A legislação prevê que a imagem seja adequada para identificar o candidato, com enquadramento frontal e de busto. A discussão, neste caso, foi se o chapéu poderia ser considerado um acessório capaz de dificultar essa identificação ou funcionar como elemento de propaganda.

O MPE entendeu que não. Segundo o parecer, a fotografia atende às exigências e o acessório não descaracteriza a identificação do candidato.

O CHAPÉU ESTÁ LIBERADO?

Pelo entendimento apresentado pelo Ministério Público Eleitoral, sim. O órgão se manifestou pela regularidade da fotografia apresentada por Lula no registro de candidatura.

Isso significa que, neste momento, não há indicação de que o candidato precise trocar a imagem por causa do chapéu.

A questão também ganhou força porque a Justiça Eleitoral já analisou anteriormente situações envolvendo candidatos que utilizavam acessórios em suas fotografias.

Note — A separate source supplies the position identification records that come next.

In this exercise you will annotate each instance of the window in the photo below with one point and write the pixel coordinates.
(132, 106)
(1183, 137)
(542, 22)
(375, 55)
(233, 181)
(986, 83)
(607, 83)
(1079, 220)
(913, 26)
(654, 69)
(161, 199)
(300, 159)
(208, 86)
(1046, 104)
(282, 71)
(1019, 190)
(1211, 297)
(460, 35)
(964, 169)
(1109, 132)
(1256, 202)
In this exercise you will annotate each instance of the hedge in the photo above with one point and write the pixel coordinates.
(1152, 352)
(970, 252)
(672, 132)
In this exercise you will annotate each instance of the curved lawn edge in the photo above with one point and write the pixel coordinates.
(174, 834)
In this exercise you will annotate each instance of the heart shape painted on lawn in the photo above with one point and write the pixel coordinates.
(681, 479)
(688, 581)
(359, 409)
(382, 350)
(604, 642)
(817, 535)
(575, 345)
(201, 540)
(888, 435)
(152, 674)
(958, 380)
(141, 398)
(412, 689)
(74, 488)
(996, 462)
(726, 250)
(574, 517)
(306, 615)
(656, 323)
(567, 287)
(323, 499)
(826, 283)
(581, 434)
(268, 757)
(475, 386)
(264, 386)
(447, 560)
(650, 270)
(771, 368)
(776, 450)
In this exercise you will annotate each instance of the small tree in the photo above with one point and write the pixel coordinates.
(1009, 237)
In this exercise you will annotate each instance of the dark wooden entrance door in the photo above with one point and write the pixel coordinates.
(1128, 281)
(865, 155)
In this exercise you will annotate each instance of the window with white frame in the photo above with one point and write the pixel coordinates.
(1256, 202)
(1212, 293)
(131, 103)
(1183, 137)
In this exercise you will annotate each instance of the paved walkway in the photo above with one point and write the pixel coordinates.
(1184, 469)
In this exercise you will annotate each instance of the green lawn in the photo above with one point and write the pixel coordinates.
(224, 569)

Em 2022, por exemplo, o TSE flexibilizou a interpretação sobre o uso de acessórios em determinadas situações, criando precedentes para a discussão atual.

POR QUE LULA ESTÁ USANDO CHAPÉU?

O acessório passou a aparecer com frequência nas imagens públicas do presidente. A escolha também está relacionada a uma questão de proteção do couro cabeludo, após procedimentos médicos pelos quais Lula passou.

Isso ajuda a explicar por que o chapéu não foi tratado simplesmente como um elemento de campanha.

O MPE avaliou justamente se a presença do acessório prejudicaria a identificação do candidato ou teria finalidade de propaganda. A conclusão foi negativa.

E SE A JUSTIÇA ELEITORAL ENTENDESSE QUE HAVIA PROBLEMA?

Mesmo que houvesse alguma desconformidade na fotografia, o caso não significaria automaticamente o fim da candidatura.

O entendimento apresentado pelo MPE destaca que eventuais problemas na imagem poderiam ser corrigidos dentro dos procedimentos previstos pela Justiça Eleitoral.

Ou seja: a discussão está concentrada na regularidade da fotografia, e não na validade da candidatura de Lula.

O QUE ACONTECE AGORA?

O parecer do Ministério Público Eleitoral favorece a manutenção da fotografia apresentada por Lula.

A imagem, portanto, poderá ser utilizada na urna eletrônica caso o registro de candidatura seja confirmado pela Justiça Eleitoral.

O episódio também mostra como um detalhe aparentemente simples da fotografia oficial pode provocar uma discussão jurídica durante uma eleição presidencial.

ENTENDA O CONTEXTO

As fotografias utilizadas nas urnas eletrônicas precisam obedecer a regras da Justiça Eleitoral para garantir que o eleitor consiga identificar claramente o candidato.

No caso de Lula, a polêmica surgiu porque ele escolheu uma imagem em que aparece usando chapéu.

O Ministério Público Eleitoral analisou a questão e concluiu que não existe irregularidade, entendendo que o acessório não impede o reconhecimento do candidato nem transforma a fotografia em propaganda eleitoral.

Assim, o caso não representa uma punição ou uma impugnação da candidatura. A discussão está restrita à fotografia que será apresentada ao eleitor na urna.